Description
Dal Makhani is a rich and creamy North Indian classic made with slow-cooked black lentils and red kidney beans simmered in butter, cream, and aromatic spices. This restaurant-style dish is hearty, comforting, and deeply flavorful — perfect with rice or naan.
Ingredients
For the Pulses:
165 g (¾ cup + 1 tbsp) dried black lentils
70 g (⅓ cup + 1 tbsp) dried red kidney beans
Water (for soaking)
For the Dal:
800 ml (3⅓ cups) water
1 tbsp ghee
3 tbsp unsalted butter
1 onion, finely diced
1 tbsp ginger paste
½ tsp Kashmiri red chilli powder (or regular chilli powder)
½ tsp garam masala
½ tsp ground cumin
1 tsp salt
1 tbsp tomato puree (paste)
60 ml (4 tbsp) passata
1 tsp sugar
150 ml (½ cup + 2 tbsp) water
1 tbsp unsalted butter (extra)
60 ml (¼ cup) double (heavy) cream
For Serving:
1 tbsp double (heavy) cream
Chopped fresh coriander (cilantro)
Instructions
- Soak the Pulses: Rinse lentils and kidney beans until water runs clear. Soak in plenty of cold water overnight or for at least 12 hours.

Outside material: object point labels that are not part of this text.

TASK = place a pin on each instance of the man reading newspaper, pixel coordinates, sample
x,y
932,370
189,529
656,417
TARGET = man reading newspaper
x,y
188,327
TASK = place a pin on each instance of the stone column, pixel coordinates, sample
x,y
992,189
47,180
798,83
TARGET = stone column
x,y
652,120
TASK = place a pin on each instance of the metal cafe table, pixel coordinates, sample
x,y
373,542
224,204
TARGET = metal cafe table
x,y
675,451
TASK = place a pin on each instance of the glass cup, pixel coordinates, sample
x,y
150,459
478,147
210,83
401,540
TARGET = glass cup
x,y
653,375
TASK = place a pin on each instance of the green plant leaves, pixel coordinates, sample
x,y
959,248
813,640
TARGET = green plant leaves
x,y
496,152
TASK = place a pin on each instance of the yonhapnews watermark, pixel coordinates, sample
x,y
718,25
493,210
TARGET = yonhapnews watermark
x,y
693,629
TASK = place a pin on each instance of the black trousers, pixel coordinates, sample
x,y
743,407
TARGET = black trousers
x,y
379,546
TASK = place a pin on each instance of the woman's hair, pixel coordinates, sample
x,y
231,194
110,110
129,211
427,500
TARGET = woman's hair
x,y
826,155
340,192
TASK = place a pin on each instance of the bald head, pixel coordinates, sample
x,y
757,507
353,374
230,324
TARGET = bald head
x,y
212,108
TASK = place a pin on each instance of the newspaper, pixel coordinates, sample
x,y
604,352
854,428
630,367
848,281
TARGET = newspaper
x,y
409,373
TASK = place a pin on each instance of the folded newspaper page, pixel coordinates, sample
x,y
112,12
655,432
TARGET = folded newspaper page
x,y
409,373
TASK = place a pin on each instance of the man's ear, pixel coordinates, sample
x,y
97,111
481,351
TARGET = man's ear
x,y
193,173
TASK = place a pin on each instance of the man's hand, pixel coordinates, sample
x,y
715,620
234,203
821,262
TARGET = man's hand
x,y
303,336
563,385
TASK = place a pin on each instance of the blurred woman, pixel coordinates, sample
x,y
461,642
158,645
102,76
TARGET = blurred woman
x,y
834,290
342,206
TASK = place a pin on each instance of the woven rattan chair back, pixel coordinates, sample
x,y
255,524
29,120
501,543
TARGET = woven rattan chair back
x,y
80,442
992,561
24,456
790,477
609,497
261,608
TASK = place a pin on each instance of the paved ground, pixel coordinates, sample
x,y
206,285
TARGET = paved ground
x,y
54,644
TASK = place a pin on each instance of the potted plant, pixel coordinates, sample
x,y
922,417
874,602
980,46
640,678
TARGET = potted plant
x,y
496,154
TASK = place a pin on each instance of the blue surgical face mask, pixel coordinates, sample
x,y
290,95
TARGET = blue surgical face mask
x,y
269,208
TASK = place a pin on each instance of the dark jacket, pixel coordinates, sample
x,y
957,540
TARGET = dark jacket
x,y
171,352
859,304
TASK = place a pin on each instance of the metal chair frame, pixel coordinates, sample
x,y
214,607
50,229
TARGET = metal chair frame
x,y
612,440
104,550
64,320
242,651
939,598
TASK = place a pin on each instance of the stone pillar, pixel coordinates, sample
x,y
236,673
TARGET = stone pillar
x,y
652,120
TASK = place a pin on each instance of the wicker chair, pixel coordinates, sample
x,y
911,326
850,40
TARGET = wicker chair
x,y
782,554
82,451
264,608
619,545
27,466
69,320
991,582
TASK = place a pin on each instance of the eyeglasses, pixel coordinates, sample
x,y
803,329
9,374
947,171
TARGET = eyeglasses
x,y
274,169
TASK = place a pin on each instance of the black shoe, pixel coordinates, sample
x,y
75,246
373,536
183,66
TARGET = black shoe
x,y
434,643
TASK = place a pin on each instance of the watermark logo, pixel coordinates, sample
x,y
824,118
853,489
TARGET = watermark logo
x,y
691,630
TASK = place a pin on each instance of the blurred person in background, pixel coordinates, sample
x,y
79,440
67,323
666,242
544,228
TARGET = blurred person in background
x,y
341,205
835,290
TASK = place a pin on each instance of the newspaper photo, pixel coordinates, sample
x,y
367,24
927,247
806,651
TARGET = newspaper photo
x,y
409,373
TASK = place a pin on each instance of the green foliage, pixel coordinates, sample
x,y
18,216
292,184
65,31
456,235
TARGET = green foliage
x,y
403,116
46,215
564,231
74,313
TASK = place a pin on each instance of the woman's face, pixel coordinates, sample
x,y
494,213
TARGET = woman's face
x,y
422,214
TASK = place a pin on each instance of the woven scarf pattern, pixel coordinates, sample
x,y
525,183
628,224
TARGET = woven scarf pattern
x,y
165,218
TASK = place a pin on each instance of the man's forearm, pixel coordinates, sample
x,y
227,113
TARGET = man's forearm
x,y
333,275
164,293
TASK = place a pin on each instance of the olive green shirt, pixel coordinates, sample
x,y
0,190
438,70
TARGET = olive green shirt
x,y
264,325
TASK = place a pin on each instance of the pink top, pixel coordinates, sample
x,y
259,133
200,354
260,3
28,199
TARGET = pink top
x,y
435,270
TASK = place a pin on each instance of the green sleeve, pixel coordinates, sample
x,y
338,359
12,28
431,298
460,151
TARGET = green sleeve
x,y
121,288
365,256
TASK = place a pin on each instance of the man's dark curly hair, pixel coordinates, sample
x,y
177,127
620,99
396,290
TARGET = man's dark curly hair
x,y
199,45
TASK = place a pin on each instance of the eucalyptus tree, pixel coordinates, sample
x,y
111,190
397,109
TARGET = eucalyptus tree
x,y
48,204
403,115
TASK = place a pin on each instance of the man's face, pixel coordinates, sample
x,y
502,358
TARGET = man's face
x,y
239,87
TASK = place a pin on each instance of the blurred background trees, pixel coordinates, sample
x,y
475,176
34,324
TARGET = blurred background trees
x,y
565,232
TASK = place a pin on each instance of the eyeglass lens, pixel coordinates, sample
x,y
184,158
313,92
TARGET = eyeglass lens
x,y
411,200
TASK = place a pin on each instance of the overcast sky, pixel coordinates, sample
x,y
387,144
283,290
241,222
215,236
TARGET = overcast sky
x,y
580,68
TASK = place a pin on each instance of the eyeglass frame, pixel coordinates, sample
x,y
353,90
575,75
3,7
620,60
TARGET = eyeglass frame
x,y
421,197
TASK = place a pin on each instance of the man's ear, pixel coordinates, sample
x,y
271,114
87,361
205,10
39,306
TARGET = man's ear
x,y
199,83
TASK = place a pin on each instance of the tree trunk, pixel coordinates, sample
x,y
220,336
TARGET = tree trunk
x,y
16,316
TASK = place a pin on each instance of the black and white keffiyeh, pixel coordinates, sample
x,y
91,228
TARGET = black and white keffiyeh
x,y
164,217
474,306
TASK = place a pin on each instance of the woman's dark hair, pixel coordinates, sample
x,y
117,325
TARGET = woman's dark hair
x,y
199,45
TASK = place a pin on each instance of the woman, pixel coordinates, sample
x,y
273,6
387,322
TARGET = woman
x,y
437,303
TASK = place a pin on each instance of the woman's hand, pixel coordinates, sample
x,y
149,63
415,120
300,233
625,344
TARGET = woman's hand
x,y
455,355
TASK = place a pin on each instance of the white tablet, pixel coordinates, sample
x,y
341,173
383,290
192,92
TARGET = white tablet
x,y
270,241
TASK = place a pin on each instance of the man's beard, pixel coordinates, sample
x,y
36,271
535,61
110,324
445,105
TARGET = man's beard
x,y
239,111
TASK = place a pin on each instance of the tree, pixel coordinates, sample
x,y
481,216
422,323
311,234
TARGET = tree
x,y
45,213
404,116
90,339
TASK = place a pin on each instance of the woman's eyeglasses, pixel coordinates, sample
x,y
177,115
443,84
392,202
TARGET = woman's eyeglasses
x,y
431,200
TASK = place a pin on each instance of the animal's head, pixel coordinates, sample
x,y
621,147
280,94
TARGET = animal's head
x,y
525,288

- Cook the Pulses: Drain and rinse the soaked lentils and beans. Add to a saucepan with 800 ml water and simmer uncovered for about 90 minutes, stirring occasionally, until soft. Mash some of the pulses to create a creamier texture.
- Prepare the Masala: In a separate pan, melt ghee and butter over medium heat. Add diced onion and sauté for 5–7 minutes until golden. Stir in ginger paste, chilli powder, garam masala, cumin, salt, and tomato puree. Cook for 1 minute to release the aroma.
- Combine and Simmer: Add passata, cooked lentil mixture, sugar, and 150 ml water. Stir well and simmer on low heat for 50–60 minutes, stirring occasionally until thick and creamy.
- Finish and Serve: Stir in the extra tablespoon of butter and cream. Simmer for 10 more minutes. Transfer to a serving bowl, drizzle with cream, and garnish with chopped coriander. Serve with basmati rice or naan.
Notes
For a vegan version, replace butter and cream with coconut oil and coconut cream.
Add a small cinnamon stick or cardamom pods while simmering for extra aroma.
Use kasuri methi (dried fenugreek leaves) at the end for an authentic flavor boost.
Dal thickens as it sits—add a splash of water or cream when reheating.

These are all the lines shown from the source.